Rogers sighed. “I had quite a session with her. She pooh-poohed our regulations. She said …”

“You passed up a good one there,” Spencer said sarcastically. “That would have opened up another field—vacations in the past. I can see it now. Family reunions with old friends and neighbors foregathering across the centuries.”

“You think you are the only one who has his troubles.”

“I am bleeding for you,” Spencer told him.

“There’s a TV outfit,” Rogers said, “that wants interviews with Napoleon and Caesar and Alexander and all the rest of those ancient big shots. There are hunters who want to go back into the primordial wilderness to get a spot of shooting. There are universities that want to send teams of investigators back …”

“You know that all of that is out,” said Spencer. “The only ones we can send back are travelers we have trained.”

“There’ve been times.”

“Oh, sure, a few. But only when we got a special dispensation. And we sent along so many travelers to guard them that it was an expedition instead of a simple little study group.”

Spencer got up from his chair. “Well, what about this latest brainstorm?”

Rogers picked up the offending assignment sheet and tossed it into an overflowing basket.

“I’ll go down to Sales, with tears streaming down my cheeks …”

“Thanks,” said Spencer and went out.

IV

Back in his office, he sat down at the desk and picked up the file on Cabell.

The squawk box gibbered at him. He thumbed up the lever.

“What is it?”

“Operations, Hal. Williams just got back. Everything’s okay; he snagged the Picasso without any trouble. Only took six weeks.”

“Six weeks!” Spencer yelled. “He could have painted it himself in that time!”

“There were complications.”

“Is there any time there aren’t?”

“It’s a good one, Hal. Not damaged. Worth a hunk of dough.”

“Okay,” said Spencer, “take it down to Customs and let them run it through. The good old government must be paid its duty. And what about the others?”

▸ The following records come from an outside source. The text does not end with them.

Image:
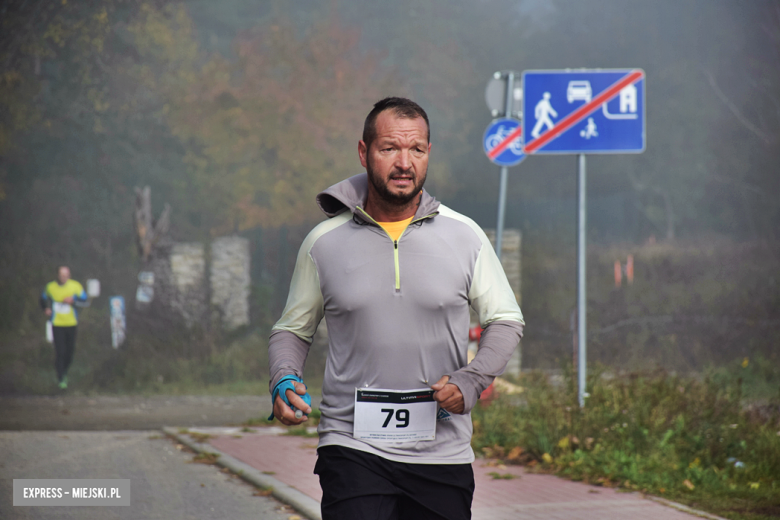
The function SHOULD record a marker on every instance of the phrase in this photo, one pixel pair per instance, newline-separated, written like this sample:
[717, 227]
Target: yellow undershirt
[396, 229]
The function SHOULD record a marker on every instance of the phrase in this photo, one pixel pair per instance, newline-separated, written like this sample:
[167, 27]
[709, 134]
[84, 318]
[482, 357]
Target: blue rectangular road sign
[584, 111]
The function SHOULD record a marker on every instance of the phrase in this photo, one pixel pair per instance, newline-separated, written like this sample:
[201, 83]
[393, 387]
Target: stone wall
[188, 277]
[230, 281]
[181, 287]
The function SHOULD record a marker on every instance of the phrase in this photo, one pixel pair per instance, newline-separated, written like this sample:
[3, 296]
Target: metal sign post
[502, 137]
[578, 112]
[581, 277]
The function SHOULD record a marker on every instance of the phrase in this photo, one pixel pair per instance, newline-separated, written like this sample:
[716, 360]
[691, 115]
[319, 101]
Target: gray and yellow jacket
[398, 316]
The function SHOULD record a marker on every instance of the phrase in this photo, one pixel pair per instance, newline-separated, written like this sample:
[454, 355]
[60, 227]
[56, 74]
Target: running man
[58, 300]
[542, 112]
[393, 272]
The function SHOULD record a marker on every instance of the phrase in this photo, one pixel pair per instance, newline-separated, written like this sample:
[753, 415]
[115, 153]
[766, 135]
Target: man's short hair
[401, 107]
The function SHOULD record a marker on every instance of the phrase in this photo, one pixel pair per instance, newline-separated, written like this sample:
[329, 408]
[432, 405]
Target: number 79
[401, 415]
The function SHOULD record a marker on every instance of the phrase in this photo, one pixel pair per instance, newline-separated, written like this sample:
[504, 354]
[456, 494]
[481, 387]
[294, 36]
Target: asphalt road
[132, 412]
[164, 483]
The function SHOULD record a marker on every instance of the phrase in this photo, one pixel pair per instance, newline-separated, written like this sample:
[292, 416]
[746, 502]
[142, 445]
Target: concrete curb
[684, 508]
[304, 504]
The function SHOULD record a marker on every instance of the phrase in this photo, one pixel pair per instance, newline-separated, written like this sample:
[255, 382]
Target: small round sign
[497, 133]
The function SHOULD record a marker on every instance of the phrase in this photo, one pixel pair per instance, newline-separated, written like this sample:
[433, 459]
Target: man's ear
[363, 153]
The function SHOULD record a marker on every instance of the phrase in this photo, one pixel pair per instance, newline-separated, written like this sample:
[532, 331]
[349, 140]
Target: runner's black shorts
[362, 486]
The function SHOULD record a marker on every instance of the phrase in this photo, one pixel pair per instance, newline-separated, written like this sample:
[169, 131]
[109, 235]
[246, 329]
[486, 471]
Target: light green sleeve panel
[490, 294]
[305, 306]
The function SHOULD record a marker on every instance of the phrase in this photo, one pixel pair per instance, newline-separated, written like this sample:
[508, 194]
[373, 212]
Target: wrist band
[284, 384]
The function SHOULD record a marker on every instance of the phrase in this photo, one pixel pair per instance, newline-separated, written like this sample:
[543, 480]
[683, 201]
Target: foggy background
[237, 113]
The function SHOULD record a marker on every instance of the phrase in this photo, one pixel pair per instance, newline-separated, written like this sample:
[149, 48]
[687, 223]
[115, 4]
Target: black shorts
[361, 486]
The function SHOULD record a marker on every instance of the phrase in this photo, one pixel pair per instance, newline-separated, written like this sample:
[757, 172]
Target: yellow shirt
[63, 314]
[396, 229]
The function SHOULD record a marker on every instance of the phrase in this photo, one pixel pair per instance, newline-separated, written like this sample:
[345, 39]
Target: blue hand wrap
[284, 384]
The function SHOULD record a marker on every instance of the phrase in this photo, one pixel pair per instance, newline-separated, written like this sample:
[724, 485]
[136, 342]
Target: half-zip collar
[351, 195]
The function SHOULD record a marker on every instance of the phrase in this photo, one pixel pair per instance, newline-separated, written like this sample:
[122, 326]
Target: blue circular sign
[496, 134]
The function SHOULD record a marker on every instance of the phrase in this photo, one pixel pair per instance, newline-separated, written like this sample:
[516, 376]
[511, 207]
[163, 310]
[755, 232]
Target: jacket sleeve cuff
[496, 346]
[286, 356]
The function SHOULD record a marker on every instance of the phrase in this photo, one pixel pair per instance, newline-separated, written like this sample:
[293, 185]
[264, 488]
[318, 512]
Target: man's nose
[404, 160]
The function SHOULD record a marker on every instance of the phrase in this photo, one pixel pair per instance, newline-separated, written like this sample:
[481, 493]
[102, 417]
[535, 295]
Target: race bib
[61, 308]
[394, 415]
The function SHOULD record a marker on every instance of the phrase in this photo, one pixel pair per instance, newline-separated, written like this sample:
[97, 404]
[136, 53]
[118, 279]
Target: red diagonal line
[584, 111]
[495, 152]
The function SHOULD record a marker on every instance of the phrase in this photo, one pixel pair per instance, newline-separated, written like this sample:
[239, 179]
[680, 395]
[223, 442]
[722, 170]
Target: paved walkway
[530, 496]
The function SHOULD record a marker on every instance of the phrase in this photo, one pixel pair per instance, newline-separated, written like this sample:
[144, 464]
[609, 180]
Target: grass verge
[690, 439]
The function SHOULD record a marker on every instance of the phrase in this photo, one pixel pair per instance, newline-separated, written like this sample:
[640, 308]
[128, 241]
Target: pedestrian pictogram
[584, 111]
[542, 112]
[503, 142]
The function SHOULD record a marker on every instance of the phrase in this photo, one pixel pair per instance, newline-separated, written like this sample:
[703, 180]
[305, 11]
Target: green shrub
[690, 438]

“Nickerson will be leaving in just a little while.”

“And E.J.?”

“He’s fussy about the time fix. He is telling Doug …”

“Look,” yelled Spencer wrathfully, “you tell him for me that the fix is Doug’s job. Doug knows more about it than E.J. ever will. When Doug says it’s time to hop, E.J. hops, funny cap and all.”

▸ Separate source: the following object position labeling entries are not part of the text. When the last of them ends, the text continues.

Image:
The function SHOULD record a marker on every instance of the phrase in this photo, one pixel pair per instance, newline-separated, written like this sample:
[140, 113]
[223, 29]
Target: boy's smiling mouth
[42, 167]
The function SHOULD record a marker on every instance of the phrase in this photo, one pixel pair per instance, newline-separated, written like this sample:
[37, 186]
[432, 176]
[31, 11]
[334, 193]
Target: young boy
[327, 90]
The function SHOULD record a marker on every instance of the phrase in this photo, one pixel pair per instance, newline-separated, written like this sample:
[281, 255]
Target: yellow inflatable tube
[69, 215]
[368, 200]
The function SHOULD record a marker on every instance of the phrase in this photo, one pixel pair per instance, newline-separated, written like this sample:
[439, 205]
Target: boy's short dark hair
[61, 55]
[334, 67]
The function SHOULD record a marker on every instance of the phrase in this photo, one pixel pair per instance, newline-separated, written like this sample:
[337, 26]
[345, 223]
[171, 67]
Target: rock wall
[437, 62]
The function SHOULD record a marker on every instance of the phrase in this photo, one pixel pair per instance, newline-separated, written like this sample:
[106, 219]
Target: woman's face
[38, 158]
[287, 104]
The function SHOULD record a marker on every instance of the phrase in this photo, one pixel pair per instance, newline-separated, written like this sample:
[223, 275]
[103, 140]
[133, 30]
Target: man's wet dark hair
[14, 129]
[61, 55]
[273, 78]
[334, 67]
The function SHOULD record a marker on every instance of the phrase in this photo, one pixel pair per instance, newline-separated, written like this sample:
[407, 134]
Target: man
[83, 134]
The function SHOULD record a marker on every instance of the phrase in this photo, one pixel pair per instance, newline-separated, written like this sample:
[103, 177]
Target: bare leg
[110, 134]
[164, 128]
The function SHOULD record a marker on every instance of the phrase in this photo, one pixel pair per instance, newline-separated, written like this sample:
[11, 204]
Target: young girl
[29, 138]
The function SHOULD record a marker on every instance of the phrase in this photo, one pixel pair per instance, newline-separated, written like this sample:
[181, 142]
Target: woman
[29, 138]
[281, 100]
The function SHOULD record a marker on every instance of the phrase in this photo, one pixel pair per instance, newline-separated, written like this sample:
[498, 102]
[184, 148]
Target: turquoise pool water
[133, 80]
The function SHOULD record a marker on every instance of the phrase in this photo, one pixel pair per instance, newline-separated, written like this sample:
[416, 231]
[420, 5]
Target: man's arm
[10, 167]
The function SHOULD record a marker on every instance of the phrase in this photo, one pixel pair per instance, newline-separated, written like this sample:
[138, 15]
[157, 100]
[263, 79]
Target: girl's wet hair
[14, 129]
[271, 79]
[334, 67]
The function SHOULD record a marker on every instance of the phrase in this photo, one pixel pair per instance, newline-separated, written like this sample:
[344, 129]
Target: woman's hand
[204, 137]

He snapped down the lever and turned back to the Cabell file, sitting quietly for a moment to let his blood pressure simmer down.

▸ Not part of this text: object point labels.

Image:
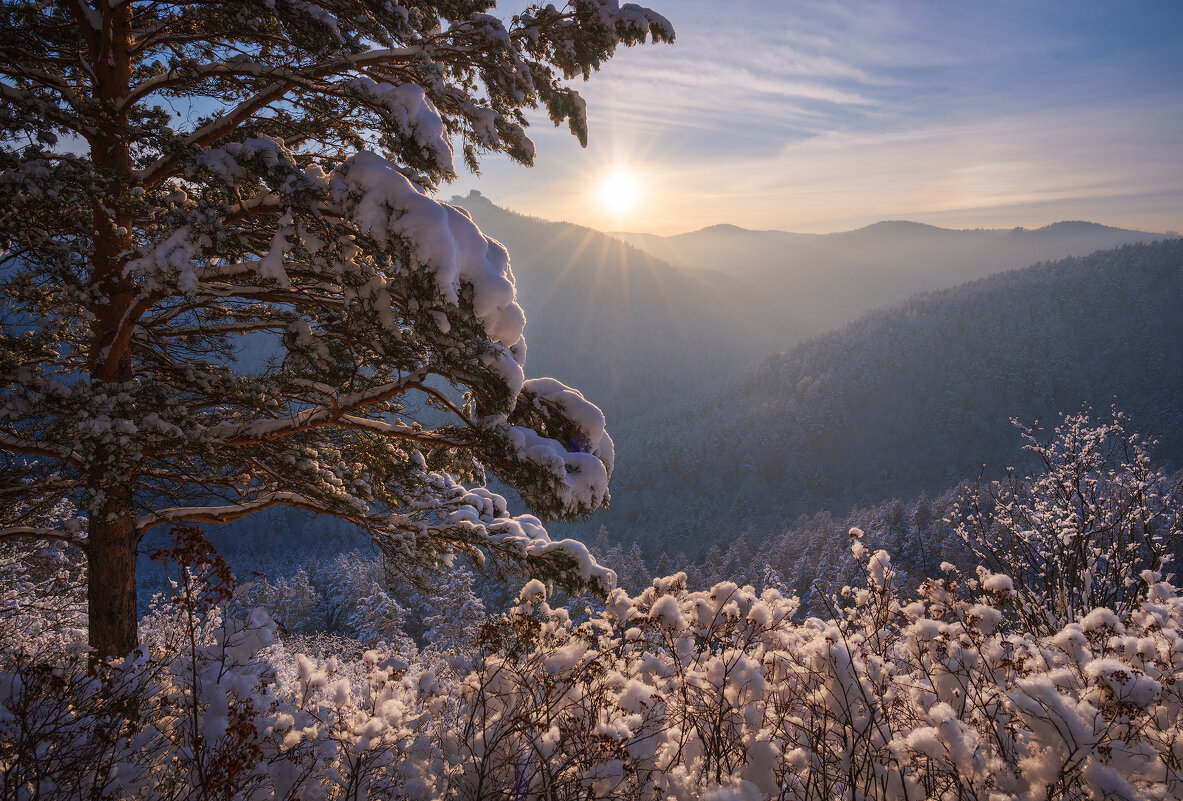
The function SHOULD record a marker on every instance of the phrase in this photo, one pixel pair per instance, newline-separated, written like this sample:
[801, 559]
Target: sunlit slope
[911, 398]
[823, 281]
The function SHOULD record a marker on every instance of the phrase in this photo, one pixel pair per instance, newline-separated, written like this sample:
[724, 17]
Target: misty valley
[327, 477]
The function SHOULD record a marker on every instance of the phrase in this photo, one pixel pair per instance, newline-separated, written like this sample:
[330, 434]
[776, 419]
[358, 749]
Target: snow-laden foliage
[670, 693]
[1079, 530]
[185, 186]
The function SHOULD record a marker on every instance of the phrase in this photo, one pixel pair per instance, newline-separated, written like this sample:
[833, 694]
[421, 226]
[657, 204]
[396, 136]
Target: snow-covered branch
[37, 447]
[228, 512]
[340, 405]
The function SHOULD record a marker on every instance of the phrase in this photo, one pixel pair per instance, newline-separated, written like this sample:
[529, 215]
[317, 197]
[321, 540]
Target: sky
[828, 115]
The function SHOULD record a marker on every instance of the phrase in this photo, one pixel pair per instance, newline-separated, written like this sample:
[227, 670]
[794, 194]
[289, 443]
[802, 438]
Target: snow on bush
[721, 693]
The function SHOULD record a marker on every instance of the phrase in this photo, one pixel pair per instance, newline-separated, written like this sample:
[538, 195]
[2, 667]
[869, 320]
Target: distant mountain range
[823, 281]
[909, 399]
[638, 322]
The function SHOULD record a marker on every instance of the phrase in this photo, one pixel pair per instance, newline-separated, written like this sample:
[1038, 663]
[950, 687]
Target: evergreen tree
[227, 288]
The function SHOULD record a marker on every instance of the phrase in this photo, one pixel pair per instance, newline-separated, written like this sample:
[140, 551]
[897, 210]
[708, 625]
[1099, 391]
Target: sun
[619, 193]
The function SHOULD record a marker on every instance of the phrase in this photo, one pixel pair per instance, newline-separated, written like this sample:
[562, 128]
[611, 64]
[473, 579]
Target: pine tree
[187, 186]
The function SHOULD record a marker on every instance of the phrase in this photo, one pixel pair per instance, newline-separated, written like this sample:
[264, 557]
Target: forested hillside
[629, 330]
[909, 399]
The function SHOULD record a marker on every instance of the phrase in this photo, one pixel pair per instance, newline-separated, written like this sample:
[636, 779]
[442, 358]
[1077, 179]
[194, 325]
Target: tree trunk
[111, 585]
[112, 535]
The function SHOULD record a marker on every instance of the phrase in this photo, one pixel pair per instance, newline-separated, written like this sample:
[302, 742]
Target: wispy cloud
[818, 115]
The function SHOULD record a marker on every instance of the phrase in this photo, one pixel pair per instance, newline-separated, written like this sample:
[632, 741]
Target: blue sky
[812, 115]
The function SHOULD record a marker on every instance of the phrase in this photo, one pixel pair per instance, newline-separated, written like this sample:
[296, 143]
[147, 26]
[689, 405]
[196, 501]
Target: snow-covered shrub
[1077, 531]
[670, 693]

He got worked up too easily, he told himself. He blew his top too much. But there never was a job with so many aggravations!

He opened the folder and ran through the Cabell file.

Stewart Belmont Cabell, 27, unmarried, excellent references, a doctorate in sociology from an ivy college. A uniformly high score in all the tests, including attitude, and an astonishing I.Q. Unqualifiedly recommended for employment as a traveler.

Spencer closed the file and pushed it to one side.

“Send Mr. Cabell in,” he told Miss Crane.

Cabell was a lanky man, awkward in his movements; he seemed younger than he was. There was a certain shyness in his manner when Spencer shook his hand and pointed out a chair.

Cabell sat and tried, without success, to make himself at ease.

“So you want to come in with us,” said Spencer. “I suppose you know what you are doing.”

“Yes, sir,” said young Cabell. “I know all about it. Or perhaps I’d better say …”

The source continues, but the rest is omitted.